Epilepsy Res. 2008 Jul;80(1):57-66. doi: 10.1016/j.eplepsyres.2008.03.013. Epub 2008 May 2.
Many children with epilepsy do not satisfactorily respond to conventional pharmacological therapy, but to the ketogenic diet, a high-fat, low-carbohydrate diet. This diet increases the concentrations of ketone bodies and polyunsaturated fatty acids (PUFAs) in cerebrospinal fluid (CSF) and plasma.
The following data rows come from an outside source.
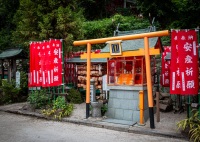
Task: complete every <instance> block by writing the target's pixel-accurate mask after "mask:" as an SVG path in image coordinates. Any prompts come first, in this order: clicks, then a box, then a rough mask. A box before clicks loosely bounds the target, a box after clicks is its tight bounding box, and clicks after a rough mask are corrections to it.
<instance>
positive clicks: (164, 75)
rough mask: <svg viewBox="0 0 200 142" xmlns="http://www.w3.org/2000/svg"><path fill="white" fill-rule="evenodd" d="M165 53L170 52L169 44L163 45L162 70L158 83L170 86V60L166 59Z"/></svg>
mask: <svg viewBox="0 0 200 142" xmlns="http://www.w3.org/2000/svg"><path fill="white" fill-rule="evenodd" d="M167 54H171V46H164V52H163V53H162V70H161V80H160V84H161V85H162V86H164V87H169V86H170V62H171V61H170V60H166V59H165V58H166V56H167Z"/></svg>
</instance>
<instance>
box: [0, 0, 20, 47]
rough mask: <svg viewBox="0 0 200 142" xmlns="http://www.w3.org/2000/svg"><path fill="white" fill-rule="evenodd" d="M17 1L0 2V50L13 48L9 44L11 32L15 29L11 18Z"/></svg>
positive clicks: (14, 8) (4, 1)
mask: <svg viewBox="0 0 200 142" xmlns="http://www.w3.org/2000/svg"><path fill="white" fill-rule="evenodd" d="M18 5H19V1H18V0H6V1H4V0H0V21H1V22H0V50H4V49H6V48H11V47H12V46H14V45H13V44H12V43H11V42H10V39H11V35H12V34H11V32H12V31H13V30H14V29H15V24H14V23H12V18H13V16H14V14H15V12H16V10H17V9H18Z"/></svg>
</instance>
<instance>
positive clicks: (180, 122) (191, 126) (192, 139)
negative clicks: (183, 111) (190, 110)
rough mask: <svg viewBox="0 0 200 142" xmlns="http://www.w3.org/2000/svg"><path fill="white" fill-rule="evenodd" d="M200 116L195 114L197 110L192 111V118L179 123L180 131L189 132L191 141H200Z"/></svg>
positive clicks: (195, 141) (188, 133)
mask: <svg viewBox="0 0 200 142" xmlns="http://www.w3.org/2000/svg"><path fill="white" fill-rule="evenodd" d="M199 118H200V114H199V112H198V111H197V112H195V110H193V111H192V116H191V117H189V118H187V119H183V120H181V121H179V122H178V123H177V126H178V129H181V130H182V131H186V130H187V129H189V131H188V137H189V138H190V140H191V141H192V140H193V141H194V142H199V141H200V119H199Z"/></svg>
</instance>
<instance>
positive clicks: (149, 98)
mask: <svg viewBox="0 0 200 142" xmlns="http://www.w3.org/2000/svg"><path fill="white" fill-rule="evenodd" d="M144 49H145V62H146V76H147V84H148V85H147V93H148V104H149V118H150V128H152V129H154V128H155V124H154V112H153V95H152V81H151V65H150V55H149V39H148V37H144Z"/></svg>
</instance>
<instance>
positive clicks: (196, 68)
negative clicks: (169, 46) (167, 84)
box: [170, 30, 199, 95]
mask: <svg viewBox="0 0 200 142" xmlns="http://www.w3.org/2000/svg"><path fill="white" fill-rule="evenodd" d="M171 54H172V59H171V60H172V61H175V57H173V56H177V57H176V58H177V62H176V63H177V64H176V63H175V62H171V82H172V83H171V85H170V93H171V94H180V95H197V94H198V89H199V83H198V82H199V81H198V44H197V33H196V31H195V30H173V31H172V53H171Z"/></svg>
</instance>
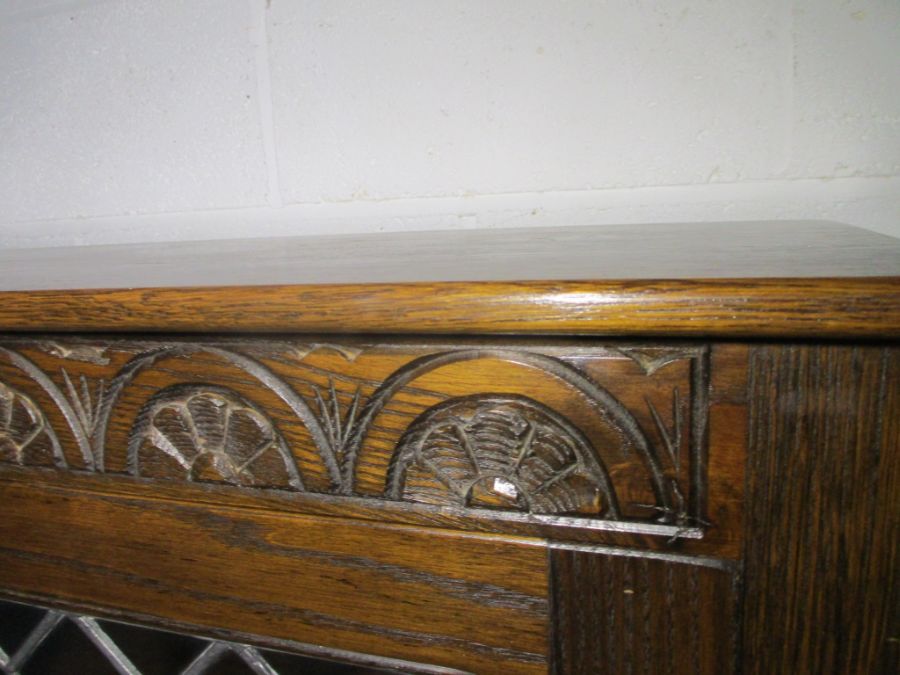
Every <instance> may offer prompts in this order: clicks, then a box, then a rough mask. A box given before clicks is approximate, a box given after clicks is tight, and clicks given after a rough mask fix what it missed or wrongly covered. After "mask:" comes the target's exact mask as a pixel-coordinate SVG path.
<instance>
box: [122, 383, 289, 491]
mask: <svg viewBox="0 0 900 675" xmlns="http://www.w3.org/2000/svg"><path fill="white" fill-rule="evenodd" d="M128 456H129V462H130V467H131V470H132V472H133V473H134V474H135V475H141V476H152V477H162V478H176V477H177V478H183V477H184V476H185V474H186V477H187V479H188V480H197V481H213V482H226V483H232V484H236V485H246V486H253V487H275V488H282V489H295V490H302V489H303V483H302V481H301V480H300V475H299V473H298V471H297V466H296V464H295V463H294V459H293V457H292V456H291V454H290V451H289V450H288V449H287V446H286V445H285V443H284V440H283V439H282V438H281V436H280V435H279V434H278V432H277V431H276V429H275V427H274V426H273V424H272V422H271V420H270V419H269V418H268V417H266V416H265V415H264V414H263V413H262V412H260V411H259V410H258V409H257V408H256V407H255V406H254V405H253V404H251V403H250V402H248V401H246V400H244V399H243V398H242V397H241V396H239V395H238V394H236V393H235V392H232V391H229V390H227V389H224V388H221V387H214V386H208V385H203V386H183V385H176V386H174V387H170V388H168V389H165V390H163V391H162V392H160V393H159V394H157V395H156V396H154V397H153V398H152V399H151V400H150V401H149V402H148V403H147V405H145V406H144V409H143V410H142V411H141V414H140V415H139V416H138V421H137V423H136V424H135V428H134V430H133V431H132V435H131V440H130V443H129V452H128Z"/></svg>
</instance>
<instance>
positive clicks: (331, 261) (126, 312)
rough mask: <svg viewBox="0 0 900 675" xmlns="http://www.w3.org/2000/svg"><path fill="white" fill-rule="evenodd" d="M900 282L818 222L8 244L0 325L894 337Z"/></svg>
mask: <svg viewBox="0 0 900 675" xmlns="http://www.w3.org/2000/svg"><path fill="white" fill-rule="evenodd" d="M898 275H900V242H897V240H894V239H891V238H889V237H884V236H881V235H876V234H873V233H870V232H866V231H864V230H859V229H857V228H851V227H847V226H842V225H838V224H835V223H809V222H799V223H796V222H795V223H790V222H785V223H769V224H760V223H754V224H741V223H736V224H730V225H726V224H718V225H716V224H694V225H681V226H675V225H667V226H643V227H641V226H629V227H627V228H624V227H623V228H610V227H604V228H556V229H552V230H547V229H543V230H496V231H487V232H483V231H482V232H477V233H473V232H451V233H435V232H431V233H412V234H404V235H390V236H387V235H386V236H384V237H381V236H375V237H372V236H369V237H361V238H352V237H351V238H336V237H326V238H305V239H292V240H248V241H238V242H218V243H210V242H192V243H183V244H165V245H148V246H140V247H129V246H124V247H123V246H113V247H86V248H80V249H66V250H53V249H49V250H46V249H45V250H35V251H7V252H2V253H0V330H6V331H23V330H53V331H79V330H80V331H217V332H237V331H240V332H293V333H297V332H303V333H310V332H324V333H328V332H342V333H444V334H453V333H455V334H459V333H482V334H483V333H515V334H547V333H557V334H559V333H564V334H593V335H599V334H602V335H607V336H608V335H623V336H646V335H676V334H677V335H682V336H729V337H736V336H741V337H748V336H770V337H772V336H780V337H784V336H797V337H800V336H816V337H818V338H823V337H849V336H859V337H877V336H881V337H885V336H888V335H892V336H898V335H900V299H898V298H900V280H898ZM87 289H92V290H87Z"/></svg>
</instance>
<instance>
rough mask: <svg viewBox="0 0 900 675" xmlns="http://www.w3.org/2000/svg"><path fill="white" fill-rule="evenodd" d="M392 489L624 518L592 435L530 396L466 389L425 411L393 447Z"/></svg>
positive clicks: (417, 493)
mask: <svg viewBox="0 0 900 675" xmlns="http://www.w3.org/2000/svg"><path fill="white" fill-rule="evenodd" d="M385 492H386V496H388V497H389V498H391V499H395V500H404V501H412V502H422V503H428V504H439V505H443V504H457V505H459V506H484V507H488V508H505V509H517V510H521V511H528V512H530V513H538V514H566V513H577V514H581V515H588V514H591V515H600V516H602V517H604V518H607V519H610V520H617V519H618V518H619V517H620V513H619V504H618V500H617V498H616V493H615V489H614V487H613V484H612V482H611V481H610V478H609V474H608V473H607V470H606V467H605V466H604V465H603V463H602V461H601V460H600V459H599V457H597V453H596V451H595V450H594V448H593V447H592V445H591V442H590V441H589V440H588V439H587V438H586V437H585V436H584V434H583V433H581V431H580V430H579V429H578V428H577V427H575V426H574V425H573V424H572V423H571V422H569V421H568V420H566V419H565V418H564V417H562V416H561V415H558V414H557V413H555V412H554V411H552V410H551V409H549V408H547V407H546V406H544V405H542V404H540V403H538V402H537V401H534V400H532V399H530V398H527V397H524V396H505V395H481V396H466V397H460V398H454V399H450V400H449V401H446V402H444V403H442V404H440V405H437V406H435V407H433V408H430V409H428V410H427V411H425V412H424V413H422V414H421V415H420V416H419V417H418V418H417V419H416V421H415V422H413V424H412V425H410V427H409V428H408V429H407V431H406V433H405V434H404V436H403V437H402V438H401V440H400V443H399V444H398V446H397V449H396V450H395V451H394V454H393V457H392V459H391V463H390V468H389V470H388V477H387V485H386V490H385Z"/></svg>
However, its anticonvulsant mechanism is not known.
To investigate the mechanism by which the diet protects against seizures, we studied the effects of several PUFAs (docosahexaenoic acid, eicosapentaenoic acid, and linoleic acid), ketone bodies (beta-hydroxybuturic acid and acetoacetic acid), and CSF from patients on the ketogenic diet on the voltage-gated Shaker K channel expressed in Xenopus oocytes.
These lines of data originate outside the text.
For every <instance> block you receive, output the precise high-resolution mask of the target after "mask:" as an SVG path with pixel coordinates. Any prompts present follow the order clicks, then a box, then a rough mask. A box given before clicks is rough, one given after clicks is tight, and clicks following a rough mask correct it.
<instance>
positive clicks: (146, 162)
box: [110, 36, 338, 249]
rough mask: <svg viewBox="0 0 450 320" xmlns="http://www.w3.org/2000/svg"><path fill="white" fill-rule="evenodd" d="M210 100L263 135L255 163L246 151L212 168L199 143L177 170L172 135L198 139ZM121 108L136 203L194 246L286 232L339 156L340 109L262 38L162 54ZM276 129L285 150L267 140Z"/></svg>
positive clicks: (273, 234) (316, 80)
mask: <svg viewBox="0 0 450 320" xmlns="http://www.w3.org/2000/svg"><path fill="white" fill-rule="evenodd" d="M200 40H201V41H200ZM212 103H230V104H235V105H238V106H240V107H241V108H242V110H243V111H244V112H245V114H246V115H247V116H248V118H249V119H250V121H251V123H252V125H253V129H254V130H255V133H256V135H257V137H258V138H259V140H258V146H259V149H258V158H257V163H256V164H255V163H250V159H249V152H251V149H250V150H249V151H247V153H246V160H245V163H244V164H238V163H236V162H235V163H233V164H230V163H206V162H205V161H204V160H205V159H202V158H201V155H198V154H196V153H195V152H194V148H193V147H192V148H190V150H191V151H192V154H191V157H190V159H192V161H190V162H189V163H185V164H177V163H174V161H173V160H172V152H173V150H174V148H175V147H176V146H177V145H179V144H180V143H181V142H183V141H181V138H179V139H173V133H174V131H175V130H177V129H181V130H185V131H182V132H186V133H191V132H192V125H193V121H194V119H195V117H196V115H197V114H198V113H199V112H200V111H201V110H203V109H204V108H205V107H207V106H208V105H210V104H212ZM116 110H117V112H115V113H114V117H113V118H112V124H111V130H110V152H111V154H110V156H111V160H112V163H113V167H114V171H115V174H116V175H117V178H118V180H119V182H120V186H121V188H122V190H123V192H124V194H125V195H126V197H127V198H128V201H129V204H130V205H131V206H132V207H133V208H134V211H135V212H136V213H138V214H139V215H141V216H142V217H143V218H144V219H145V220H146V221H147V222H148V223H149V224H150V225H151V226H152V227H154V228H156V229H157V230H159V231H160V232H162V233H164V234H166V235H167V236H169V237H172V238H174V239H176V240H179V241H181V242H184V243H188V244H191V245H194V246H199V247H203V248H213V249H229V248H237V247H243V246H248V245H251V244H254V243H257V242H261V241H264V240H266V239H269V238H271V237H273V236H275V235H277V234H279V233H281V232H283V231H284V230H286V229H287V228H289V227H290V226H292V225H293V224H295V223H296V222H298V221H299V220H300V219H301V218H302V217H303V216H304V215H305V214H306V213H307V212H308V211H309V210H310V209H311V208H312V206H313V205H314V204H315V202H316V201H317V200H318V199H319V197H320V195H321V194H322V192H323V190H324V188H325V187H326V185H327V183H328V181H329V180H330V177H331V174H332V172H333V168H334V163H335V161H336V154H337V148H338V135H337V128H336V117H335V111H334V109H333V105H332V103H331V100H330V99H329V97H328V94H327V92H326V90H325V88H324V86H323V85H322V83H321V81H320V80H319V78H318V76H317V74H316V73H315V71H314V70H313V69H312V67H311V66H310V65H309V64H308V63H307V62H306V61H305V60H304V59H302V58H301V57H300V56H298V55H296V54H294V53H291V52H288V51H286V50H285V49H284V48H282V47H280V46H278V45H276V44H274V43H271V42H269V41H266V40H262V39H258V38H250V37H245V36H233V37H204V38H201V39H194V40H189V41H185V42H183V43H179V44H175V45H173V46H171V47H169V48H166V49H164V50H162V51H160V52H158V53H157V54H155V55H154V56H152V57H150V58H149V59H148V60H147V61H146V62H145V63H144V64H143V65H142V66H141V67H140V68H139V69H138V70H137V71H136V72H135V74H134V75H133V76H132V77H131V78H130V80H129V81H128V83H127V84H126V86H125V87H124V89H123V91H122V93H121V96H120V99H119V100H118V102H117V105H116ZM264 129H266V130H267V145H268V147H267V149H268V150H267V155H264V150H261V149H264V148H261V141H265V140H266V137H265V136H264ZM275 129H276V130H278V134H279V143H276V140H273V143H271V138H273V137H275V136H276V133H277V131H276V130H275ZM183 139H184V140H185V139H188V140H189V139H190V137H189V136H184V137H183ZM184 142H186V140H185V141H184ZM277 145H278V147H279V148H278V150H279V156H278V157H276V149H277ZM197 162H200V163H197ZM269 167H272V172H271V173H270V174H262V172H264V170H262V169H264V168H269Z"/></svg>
We found that PUFAs at concentrations down to 21microM clearly increased the K current by shifting the conductance versus voltage curve in negative direction along the voltage axis. CSF from patients on the ketogenic diet has similar but smaller effects. In contrast, high concentrations (1-5mM) of ketone bodies did not affect the K current. Computer simulations showed that the observed shifts for clinically relevant concentrations of PUFAs, and CSF from patients could effectively impair repetitive firing.
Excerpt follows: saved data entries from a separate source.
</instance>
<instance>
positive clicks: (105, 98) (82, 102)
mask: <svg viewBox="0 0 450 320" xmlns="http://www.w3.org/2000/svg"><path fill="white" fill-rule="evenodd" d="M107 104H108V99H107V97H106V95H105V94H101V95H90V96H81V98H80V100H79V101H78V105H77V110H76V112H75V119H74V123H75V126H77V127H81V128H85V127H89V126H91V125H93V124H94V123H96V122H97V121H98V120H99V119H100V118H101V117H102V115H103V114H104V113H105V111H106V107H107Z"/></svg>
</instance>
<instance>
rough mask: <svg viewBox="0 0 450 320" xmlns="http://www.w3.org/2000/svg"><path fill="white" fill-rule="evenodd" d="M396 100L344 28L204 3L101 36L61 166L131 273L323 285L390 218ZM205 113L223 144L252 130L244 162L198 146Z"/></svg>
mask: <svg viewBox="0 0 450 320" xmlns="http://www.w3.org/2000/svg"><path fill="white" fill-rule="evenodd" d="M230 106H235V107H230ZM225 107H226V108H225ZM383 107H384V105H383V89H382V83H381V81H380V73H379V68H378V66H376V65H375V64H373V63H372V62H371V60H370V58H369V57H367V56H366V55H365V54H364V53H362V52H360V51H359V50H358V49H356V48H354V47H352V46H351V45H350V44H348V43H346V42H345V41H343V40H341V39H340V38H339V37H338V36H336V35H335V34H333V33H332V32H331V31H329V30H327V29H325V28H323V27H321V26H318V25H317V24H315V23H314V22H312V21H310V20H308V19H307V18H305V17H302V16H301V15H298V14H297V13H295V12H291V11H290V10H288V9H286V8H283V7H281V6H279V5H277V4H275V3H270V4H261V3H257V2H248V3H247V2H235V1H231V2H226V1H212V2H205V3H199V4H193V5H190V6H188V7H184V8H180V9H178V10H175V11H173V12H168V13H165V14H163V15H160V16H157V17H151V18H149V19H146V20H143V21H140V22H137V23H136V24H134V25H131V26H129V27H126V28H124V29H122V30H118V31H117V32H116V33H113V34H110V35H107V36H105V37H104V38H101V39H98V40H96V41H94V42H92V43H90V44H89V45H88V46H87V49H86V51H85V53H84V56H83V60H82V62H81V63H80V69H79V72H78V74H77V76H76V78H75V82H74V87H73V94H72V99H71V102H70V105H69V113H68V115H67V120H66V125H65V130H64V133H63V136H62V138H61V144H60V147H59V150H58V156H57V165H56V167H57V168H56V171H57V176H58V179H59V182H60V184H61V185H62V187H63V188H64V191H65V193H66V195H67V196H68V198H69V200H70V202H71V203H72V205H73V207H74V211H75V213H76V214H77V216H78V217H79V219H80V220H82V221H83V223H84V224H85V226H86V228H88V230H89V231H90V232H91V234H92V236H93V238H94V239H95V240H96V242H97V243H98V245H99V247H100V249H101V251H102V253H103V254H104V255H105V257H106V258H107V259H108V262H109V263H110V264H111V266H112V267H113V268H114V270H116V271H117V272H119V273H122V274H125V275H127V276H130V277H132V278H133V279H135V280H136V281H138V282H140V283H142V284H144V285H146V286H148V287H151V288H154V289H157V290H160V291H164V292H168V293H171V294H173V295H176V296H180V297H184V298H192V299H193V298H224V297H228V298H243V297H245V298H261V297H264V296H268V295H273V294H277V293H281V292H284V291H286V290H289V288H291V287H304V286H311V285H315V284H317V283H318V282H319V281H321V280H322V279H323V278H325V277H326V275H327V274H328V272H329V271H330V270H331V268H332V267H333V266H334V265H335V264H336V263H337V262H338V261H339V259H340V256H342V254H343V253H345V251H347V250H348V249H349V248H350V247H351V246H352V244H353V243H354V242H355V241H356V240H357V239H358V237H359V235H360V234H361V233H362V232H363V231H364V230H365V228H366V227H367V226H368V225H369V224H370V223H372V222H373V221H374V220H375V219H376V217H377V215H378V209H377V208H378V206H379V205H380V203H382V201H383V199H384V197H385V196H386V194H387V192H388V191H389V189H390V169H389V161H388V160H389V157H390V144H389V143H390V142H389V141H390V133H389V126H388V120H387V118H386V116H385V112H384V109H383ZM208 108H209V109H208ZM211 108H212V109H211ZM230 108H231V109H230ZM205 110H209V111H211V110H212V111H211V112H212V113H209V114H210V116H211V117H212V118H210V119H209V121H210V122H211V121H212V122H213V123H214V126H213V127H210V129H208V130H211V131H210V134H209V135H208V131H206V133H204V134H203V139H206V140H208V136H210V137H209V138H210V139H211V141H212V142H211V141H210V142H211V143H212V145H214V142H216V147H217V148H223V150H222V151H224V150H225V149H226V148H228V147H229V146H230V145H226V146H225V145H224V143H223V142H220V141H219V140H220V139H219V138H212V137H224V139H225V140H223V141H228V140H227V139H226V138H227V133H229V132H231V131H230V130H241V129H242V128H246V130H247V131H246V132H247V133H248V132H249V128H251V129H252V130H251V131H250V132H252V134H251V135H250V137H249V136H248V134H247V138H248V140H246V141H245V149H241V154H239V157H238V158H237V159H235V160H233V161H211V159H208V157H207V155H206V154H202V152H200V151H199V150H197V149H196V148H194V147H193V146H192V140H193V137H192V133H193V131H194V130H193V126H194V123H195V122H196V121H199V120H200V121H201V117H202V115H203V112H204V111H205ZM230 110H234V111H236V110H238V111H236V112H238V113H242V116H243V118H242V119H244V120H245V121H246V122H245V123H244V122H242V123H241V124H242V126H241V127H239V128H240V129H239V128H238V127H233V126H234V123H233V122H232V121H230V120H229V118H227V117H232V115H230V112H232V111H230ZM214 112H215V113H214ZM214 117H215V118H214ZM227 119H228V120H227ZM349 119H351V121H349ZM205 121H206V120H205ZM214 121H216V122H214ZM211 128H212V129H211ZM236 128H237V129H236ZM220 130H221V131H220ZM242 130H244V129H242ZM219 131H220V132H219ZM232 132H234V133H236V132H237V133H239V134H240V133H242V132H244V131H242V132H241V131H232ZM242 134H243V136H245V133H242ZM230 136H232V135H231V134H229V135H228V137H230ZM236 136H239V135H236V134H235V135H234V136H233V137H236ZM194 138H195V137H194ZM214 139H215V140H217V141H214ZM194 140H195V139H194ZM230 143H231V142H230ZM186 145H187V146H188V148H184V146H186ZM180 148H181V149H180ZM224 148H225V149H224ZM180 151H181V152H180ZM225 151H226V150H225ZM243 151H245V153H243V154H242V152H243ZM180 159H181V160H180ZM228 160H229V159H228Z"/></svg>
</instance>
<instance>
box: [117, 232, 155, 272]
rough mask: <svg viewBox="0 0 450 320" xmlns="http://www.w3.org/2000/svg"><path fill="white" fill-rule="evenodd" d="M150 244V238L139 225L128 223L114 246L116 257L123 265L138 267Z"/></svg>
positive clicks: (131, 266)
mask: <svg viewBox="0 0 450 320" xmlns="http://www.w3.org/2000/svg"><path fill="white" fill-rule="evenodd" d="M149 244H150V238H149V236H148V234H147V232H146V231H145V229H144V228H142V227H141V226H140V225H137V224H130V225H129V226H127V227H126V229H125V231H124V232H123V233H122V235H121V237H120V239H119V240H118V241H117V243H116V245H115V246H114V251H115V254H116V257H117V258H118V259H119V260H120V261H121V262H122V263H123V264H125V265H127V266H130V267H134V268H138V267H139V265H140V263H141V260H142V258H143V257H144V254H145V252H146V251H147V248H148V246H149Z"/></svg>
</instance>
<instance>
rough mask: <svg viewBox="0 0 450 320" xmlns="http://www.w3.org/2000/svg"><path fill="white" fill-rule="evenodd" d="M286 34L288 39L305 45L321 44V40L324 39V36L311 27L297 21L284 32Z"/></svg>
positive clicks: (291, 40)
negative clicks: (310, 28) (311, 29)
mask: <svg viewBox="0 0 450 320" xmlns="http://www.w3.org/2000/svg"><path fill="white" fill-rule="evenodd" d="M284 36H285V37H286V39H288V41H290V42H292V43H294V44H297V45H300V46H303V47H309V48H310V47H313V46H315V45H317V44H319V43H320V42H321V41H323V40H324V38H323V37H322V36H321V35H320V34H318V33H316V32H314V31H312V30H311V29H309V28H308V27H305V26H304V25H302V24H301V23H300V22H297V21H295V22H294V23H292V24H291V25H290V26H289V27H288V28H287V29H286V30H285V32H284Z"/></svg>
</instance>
These data suggest that the ketogenic diet could prevent epileptic seizures by PUFA-induced openings of voltage-gated K channels.
许多癫痫患儿对传统药物治疗反应不佳,但对生酮饮食(一种高脂肪、低碳水化合物饮食)有反应。这种饮食会增加脑脊液(CSF)和血浆中酮体和多不饱和脂肪酸(PUFA)的浓度。然而,其抗惊厥机制尚不清楚。
为了研究该饮食预防癫痫发作的机制,我们研究了几种多不饱和脂肪酸(二十二碳六烯酸、二十碳五烯酸和亚油酸)、酮体(β-羟基丁酸和乙酰乙酸)以及生酮饮食患者的脑脊液对非洲爪蟾卵母细胞中表达的电压门控Shaker K通道的影响。
我们发现,低至21微摩尔浓度的多不饱和脂肪酸通过使电导与电压曲线沿电压轴负向移动,明显增加了钾电流。生酮饮食患者的脑脊液有类似但较小的作用。相比之下,高浓度(1 - 5毫摩尔)的酮体不影响钾电流。计算机模拟表明,观察到的临床相关浓度的多不饱和脂肪酸和患者脑脊液的变化可有效损害重复放电。
这些数据表明,生酮饮食可能通过多不饱和脂肪酸诱导电压门控钾通道开放来预防癫痫发作。